Once all information is entered online, it can take from a few hours to two business days to verify your information and get your digital card activated. The BC Vaccine Card will include a secure, individualized QR code and image showing either "vaccinated" or "partially vaccinated."
Businesses can either scan the QR code using a reader like a smartphone or visually verify the person's proof of vaccination. A mobile QR code reader app will be released in app stores closer to Sept. 13 for businesses that choose to scan the QR code.
"Getting vaccinated is the proven choice to protect ourselves and the people around us. The requirement for proof of vaccine will make our communities safer and ensure that events and gatherings are safer for all of us," said Dr. Bonnie Henry, B.C.'s provincial health officer. "I encourage everyone to get their BC Vaccine Card to protect their community, support their local businesses and each other."
The PHO recommends everyone over the age of 12 be vaccinated against COVID-19, because statistics show that it is the unvaccinated who are most commonly getting sick. From Aug. 20-26, the unvaccinated accounted for 72 per cent of infections, while those with both doses comprised 18 per cent of cases, according to the B.C. Centre for Disease Control. Those without any shots made up 81 per cent of hospitalizations, while the fully vaccinated accounted for 11 per cent.
According to FNHA, Delta is the main COVID-19 variant circulating and it is moving more easily through the population than the original virus.

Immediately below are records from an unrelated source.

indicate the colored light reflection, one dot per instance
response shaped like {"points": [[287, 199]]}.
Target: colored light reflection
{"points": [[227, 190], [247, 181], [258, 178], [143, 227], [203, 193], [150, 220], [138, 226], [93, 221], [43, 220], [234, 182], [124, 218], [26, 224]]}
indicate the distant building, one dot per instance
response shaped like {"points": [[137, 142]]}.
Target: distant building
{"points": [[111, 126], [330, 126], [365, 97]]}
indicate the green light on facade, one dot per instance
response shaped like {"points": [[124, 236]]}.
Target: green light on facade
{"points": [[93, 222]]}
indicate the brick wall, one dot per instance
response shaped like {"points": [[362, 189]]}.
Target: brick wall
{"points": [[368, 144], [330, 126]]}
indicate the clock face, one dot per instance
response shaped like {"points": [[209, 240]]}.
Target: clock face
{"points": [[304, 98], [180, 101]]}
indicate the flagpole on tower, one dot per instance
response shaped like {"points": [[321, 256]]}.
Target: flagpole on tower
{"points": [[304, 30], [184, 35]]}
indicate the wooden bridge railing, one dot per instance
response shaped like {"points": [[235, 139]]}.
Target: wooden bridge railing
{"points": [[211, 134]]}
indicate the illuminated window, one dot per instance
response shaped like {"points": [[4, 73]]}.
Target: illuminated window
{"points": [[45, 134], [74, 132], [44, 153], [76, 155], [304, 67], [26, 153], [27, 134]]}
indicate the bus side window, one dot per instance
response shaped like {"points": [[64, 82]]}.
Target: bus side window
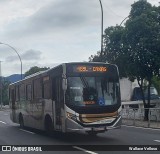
{"points": [[17, 93], [54, 89], [22, 92]]}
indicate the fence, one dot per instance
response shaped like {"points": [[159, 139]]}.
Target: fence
{"points": [[135, 117]]}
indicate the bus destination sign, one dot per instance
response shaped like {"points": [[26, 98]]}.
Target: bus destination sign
{"points": [[90, 69]]}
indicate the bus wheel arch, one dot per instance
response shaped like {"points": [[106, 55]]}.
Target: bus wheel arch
{"points": [[48, 124], [21, 120]]}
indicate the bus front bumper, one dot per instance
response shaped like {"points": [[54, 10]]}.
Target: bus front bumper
{"points": [[73, 126]]}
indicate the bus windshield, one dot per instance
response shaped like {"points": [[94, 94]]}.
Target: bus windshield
{"points": [[92, 91]]}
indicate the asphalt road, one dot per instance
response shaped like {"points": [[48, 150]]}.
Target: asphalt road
{"points": [[115, 140]]}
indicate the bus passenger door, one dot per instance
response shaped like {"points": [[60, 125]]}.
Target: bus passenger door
{"points": [[13, 105], [57, 96]]}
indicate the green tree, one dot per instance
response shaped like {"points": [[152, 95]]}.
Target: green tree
{"points": [[135, 47], [35, 69]]}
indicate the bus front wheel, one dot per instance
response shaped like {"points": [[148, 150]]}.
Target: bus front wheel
{"points": [[92, 133], [48, 125], [21, 121]]}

“(It can make) unvaccinated people even more sick than the original virus. People who have had only one shot are also getting sick more often than they did with previous variant,” states FNHA.
They went on to say that there are some “breakthrough” cases in fully vaccinated people.
“A breakthrough infection is an infection that happens after your body has had a chance to develop full protection from the COVID-19 vaccine, in other words, more than two weeks after the second dose,” states FNHA.
So, even if you are fully vaccinated, there is a small chance you may still get COVID-19. The good news is that the vaccine still offers protection, in that the illness will be less severe and provides excellent protection against hospitalization and death.
Drop-in vaccination clinics are available in communities throughout the province and appointments are not required. But if clinic hours don’t work for you, you may schedule a vaccination appointment by visiting https://www.getvaccinated.gov.bc.ca/s/ or call 1-833-838-2323.
Is your child feeling ill? People showing symptoms of illness are advised to stay home from school or work. In general, if you have fever, are coughing, have shortness of breath, you should stay home.
When in doubt, check the province’s symptom checker guidelines at https://www.k12dailycheck.gov.bc.ca/healthcheck?execution=e2s1 There, you will find a checklist of symptoms for different age groups to watch for.
"Getting vaccinated means, we can bring people back together and do more, safely, and with confidence that we're not putting those who aren't fully vaccinated at risk," said Premier John Horgan. "We have made the BC Vaccine Card easy for people to get, and easy for businesses to check at a glance.”
By getting vaccinated prior to Sept. 13, British Columbians can continue to access the events and settings that will be outlined in the PHO orders.
To learn more about the vaccine card and how to access yours, visit: gov.bc.ca/vaccinecard
Information for businesses, including step-by-step instructions can be found at gov.bc.ca/ (http://www.gov.bc.ca/vaccinecard-businesses)vaccinecard (http://www.gov.bc.ca/vaccinecard-businesses)-businesses (http://www.gov.bc.ca/vaccinecard-businesses)
The proof of vaccination provincial health order will remain in place until Jan. 21, 2022 and is subject to extension.